What this page covers
Mobile Game UA Agency RFP Checklist
Choosing a partner for mobile game user acquisition is not only about performance metrics. It is also about how an agency communicates, understands culture, and respects the audiences you want to reach.
This checklist highlights the communication and brand side of your RFP, so you can filter agencies by how thoughtfully they work with sensitive topics, diverse audiences, and your game’s image in a fast-moving public environment.
In brief
- Review how an agency talks about branding and communication in complex, emotionally charged topics, and whether it treats audiences with respect instead of trying to “teach” or lecture them.
- Look for partners who can build a rich, multi-layered communication space around your game, giving players room to choose how they see and express themselves through your brand.
- Ask agencies to show how they adapt messages for different cultures and communities, so your UA campaigns stay relevant without creating unnecessary backlash.
What to do
When you prepare an RFP for a mobile game UA agency, include questions about how the team handles sensitive communication topics. Public discussion around identity, culture, and everyday life is highly charged, and a careless message in ads or creatives can be costly. Ask agencies to explain how they research audiences, test messages, and avoid oversimplified or offensive stereotypes in their user acquisition work.
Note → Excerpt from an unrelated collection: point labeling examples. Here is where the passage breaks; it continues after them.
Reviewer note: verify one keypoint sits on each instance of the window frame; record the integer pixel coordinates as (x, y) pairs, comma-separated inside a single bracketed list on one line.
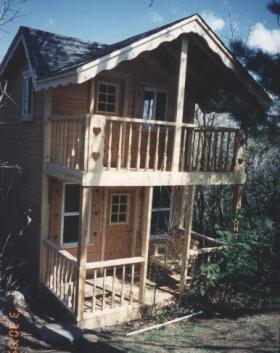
[(107, 83), (127, 210), (26, 75), (69, 214), (163, 209), (155, 90)]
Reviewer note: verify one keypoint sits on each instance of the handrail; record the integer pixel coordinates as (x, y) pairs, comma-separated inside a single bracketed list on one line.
[(64, 253), (116, 262), (142, 121)]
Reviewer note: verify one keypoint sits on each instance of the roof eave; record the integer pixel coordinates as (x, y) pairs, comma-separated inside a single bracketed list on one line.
[(193, 24)]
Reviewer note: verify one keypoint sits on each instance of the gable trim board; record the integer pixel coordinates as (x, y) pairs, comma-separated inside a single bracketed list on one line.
[(191, 25)]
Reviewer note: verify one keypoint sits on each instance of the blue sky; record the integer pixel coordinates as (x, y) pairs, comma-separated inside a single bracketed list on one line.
[(112, 20)]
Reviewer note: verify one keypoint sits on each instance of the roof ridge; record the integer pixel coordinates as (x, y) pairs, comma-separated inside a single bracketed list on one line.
[(26, 28)]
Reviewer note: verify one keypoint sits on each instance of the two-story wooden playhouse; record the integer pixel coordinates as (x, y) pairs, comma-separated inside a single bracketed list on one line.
[(102, 130)]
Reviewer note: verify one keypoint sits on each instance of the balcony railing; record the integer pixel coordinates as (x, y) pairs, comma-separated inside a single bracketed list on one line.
[(95, 143)]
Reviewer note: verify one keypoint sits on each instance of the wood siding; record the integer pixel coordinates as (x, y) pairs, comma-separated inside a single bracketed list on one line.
[(22, 143)]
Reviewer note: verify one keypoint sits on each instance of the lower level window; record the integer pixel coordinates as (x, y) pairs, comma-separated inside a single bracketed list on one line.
[(71, 214), (160, 223), (119, 208)]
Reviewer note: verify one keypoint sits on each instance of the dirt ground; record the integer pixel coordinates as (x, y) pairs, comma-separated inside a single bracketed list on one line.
[(248, 333)]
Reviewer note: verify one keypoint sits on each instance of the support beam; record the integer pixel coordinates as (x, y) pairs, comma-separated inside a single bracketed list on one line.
[(44, 228), (84, 227), (188, 234), (135, 222), (180, 104), (146, 229), (236, 205)]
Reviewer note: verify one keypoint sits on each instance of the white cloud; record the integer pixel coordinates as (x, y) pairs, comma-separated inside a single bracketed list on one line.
[(265, 39), (51, 21), (215, 22), (155, 16)]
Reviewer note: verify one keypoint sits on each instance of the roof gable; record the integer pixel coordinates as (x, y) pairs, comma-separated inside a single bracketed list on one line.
[(60, 60)]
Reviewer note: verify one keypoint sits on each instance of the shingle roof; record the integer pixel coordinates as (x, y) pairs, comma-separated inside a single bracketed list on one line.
[(51, 54)]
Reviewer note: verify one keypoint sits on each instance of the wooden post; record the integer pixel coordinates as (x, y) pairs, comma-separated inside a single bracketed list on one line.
[(187, 238), (135, 222), (44, 228), (84, 227), (236, 205), (146, 227), (180, 104)]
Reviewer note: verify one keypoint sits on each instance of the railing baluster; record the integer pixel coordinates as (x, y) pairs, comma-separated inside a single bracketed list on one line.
[(227, 151), (93, 291), (147, 158), (214, 151), (156, 150), (165, 148), (113, 287), (132, 284), (183, 150), (138, 161), (119, 161), (123, 283), (221, 149), (104, 289), (110, 145), (128, 161)]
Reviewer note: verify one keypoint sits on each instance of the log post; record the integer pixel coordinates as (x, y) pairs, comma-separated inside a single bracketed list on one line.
[(146, 227), (236, 205), (84, 227), (180, 104), (187, 237), (44, 228)]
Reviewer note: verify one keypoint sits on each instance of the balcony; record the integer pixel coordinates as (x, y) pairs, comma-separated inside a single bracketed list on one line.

Clarify the role you expect your game brand to play. Brands do not need to “educate” or “raise” players, and it is risky to assign them that role. Instead, your RFP can ask agencies how they help brands create a polyphonic, multi-layered communication space where people choose from many creative expressions and, in effect, “vote” for the image that fits them. This shows whether the agency can support long-term brand health alongside performance.
Finally, request concrete examples of how the agency has worked with complex topics in previous campaigns, including but not limited to gaming. Case descriptions can highlight how they balanced creativity with responsibility, how they reacted to public feedback, and how they protected both brand and audience. This gives you a practical way to compare vendors beyond media buying terms and basic performance promises.
What to keep in mind
An RFP checklist like this is most useful if you already see your game as more than a set of metrics. It fits teams that care about how their brand appears in players’ daily lives and in broader cultural conversations, and that want agencies to think carefully before launching bold or provocative creatives.
If your only selection criteria are short-term installs and cost metrics, many of these communication-focused questions may feel excessive. In that case, you might still keep a minimal section on audience sensitivity and brand safety, so that even purely performance-driven campaigns do not create unnecessary reputational risks.
Each market has its own rules, expectations, and public debates. When you evaluate agencies, ask how they adapt UA communication for different countries and platforms, what internal checks they use before launch, and how quickly they can react if public sentiment changes or a creative is perceived as inappropriate. This helps you choose a partner ready for real-world constraints, not just ideal scenarios.